複数の側近やトランプ氏の親族らによると、票の集計機器が不正に操作されていたとの突拍子もない数々の主張について、評価に値しないと再三伝えていたという。
トランプ氏にずっと忠誠を尽くしてきたことで知られるバー前司法長官は、トランプ氏が「現実から乖離していた」と証言。選挙不正の主張は「狂っている」とはねつけた。
トランプ氏陣営の選対本部長だったステピエン氏も、開票作業が続いているのに、トランプ氏が反対意見を無視して勝利宣言したと語った。

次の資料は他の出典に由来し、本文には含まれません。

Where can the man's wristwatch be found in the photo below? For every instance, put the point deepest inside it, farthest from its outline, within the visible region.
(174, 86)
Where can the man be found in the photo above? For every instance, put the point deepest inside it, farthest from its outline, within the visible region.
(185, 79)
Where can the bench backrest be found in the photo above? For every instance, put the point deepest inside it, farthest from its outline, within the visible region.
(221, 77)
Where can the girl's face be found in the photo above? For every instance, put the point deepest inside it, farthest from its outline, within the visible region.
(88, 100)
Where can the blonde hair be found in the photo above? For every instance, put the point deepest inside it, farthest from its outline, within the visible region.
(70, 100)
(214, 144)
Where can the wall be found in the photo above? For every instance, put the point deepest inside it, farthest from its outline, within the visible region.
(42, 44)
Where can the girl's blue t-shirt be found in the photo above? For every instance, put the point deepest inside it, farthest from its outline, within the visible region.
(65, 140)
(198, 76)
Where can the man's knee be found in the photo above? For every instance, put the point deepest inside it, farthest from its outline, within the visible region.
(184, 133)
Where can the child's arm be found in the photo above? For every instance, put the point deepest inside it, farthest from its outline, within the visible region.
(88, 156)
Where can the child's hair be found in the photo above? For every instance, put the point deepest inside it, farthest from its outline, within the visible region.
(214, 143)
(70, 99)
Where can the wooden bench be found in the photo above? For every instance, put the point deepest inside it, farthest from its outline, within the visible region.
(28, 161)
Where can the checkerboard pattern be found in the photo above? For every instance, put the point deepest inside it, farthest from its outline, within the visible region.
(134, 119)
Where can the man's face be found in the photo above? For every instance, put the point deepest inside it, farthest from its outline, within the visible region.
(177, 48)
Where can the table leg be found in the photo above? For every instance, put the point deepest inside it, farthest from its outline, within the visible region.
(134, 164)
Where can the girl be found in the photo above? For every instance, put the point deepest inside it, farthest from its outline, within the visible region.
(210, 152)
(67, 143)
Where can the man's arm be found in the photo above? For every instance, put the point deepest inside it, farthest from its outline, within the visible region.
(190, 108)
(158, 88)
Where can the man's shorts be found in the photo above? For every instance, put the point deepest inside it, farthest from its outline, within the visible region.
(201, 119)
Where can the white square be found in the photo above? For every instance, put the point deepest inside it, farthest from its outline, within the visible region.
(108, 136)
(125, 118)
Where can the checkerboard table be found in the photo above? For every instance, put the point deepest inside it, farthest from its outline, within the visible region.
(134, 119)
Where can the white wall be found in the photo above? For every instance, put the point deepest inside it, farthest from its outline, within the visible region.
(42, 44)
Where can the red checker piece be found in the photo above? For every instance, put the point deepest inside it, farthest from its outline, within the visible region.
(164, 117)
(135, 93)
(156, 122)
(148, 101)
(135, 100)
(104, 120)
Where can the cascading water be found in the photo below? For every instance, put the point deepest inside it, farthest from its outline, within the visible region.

ただ、特別委のロフグレン議員(民主党)は、トランプ氏も側近らも選挙不正の主張がうそと知りながら主張の拡散をそのまま続け、トランプ氏支持者らを議会襲撃に向かわせることにつながったと批判した。民主党議員らは、トランプ氏が「選挙不正を法廷でただす」との名目で約2億5000万ドルを支持者たちから集め、大半を直接関係ない使途に充てたとも指摘。ロフグレン氏は「大うそを広めただけでなく、それで大金をかすめ取っていた」と非難した。
世論調査によると、トランプ氏支持者の多くは今も選挙不正の同氏の主張を信じている。支持者の一部は州の選挙管理当局者に立候補する動きを進めており、当選すれば将来の選挙を監督する立場になる。トランプ氏も24年大統領選挙への出馬をにおわせている。
特別委の9日夜の公聴会では、やはりトランプ氏の側近や、娘のイバンカ氏でさえもが、証言映像でトランプ氏の選挙不正の主張を否定。この公聴会は夜のプライムタイムに中継され、全米2000万人近くが視聴したとされる。